Occasionally, there were florets with five or seven stamens and two carpels in the SS florets of Dgs mutant (Fig. 1h-i). Florets with three carpels were also observed in SS florets of Dgs mutant (Fig. 1j) and subsequently triple-seeded kernels in one pair of glumes were also observed at grain-filling stage or mature stage (Fig. 1k).

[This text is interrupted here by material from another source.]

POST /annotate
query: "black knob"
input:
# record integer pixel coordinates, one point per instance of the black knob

Grain number per panicle and other agronomic traits directly affects grain yield potential. Therefore the agronomic traits of Dgs mutant and Jin5 were collected. The flowering date of Dgs was 5 days later than Jin5 (Fig. 1l). The panicle length was slightly increased in Dgs (Fig. 1m). The grain number per panicle of Dgs was increased by approximately 38% compared with Jin5 (Fig. 1n). There were significant differences in few agronomic traits between the Dgs and Jin5. The number of primary and secondary branch per panicle was significantly lower in Dgs than in Jin5, Which decreased 25% and 27% in Dgs mutant, respectively (Fig. 1o-p). The grain length and width of Dgs were significantly lower than those of Jin5 (Fig. 1q-r), which were reduced by 4.7% and 14.0% in Dgs compared with Jin5. Moreover, the weight of 1000-grain in Dgs was decreased by 3.5% compared with Jin5 (Fig. 1s). Importantly, due to the increased grain number in Dgs mutant, the grain weight per panicle in Dgs was significantly increased compared with Jin5 (by approximately 21.3%).

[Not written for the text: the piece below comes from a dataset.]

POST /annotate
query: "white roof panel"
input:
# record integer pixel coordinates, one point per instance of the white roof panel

The Dgs mutation induced two carpels during early spikelet development

We examined the floral developmental processes of Dgs mutant and Jin5’s panicles using SEM. At early inflorescence developmental stages, the establishment of rachis meristem, the formation of primary, secondary, and tertiary branch primordia and the differentiation of spikelets in Dgs (Fig. S1a-f) were similar to those observed in Jin5 (Fig. S1g-i).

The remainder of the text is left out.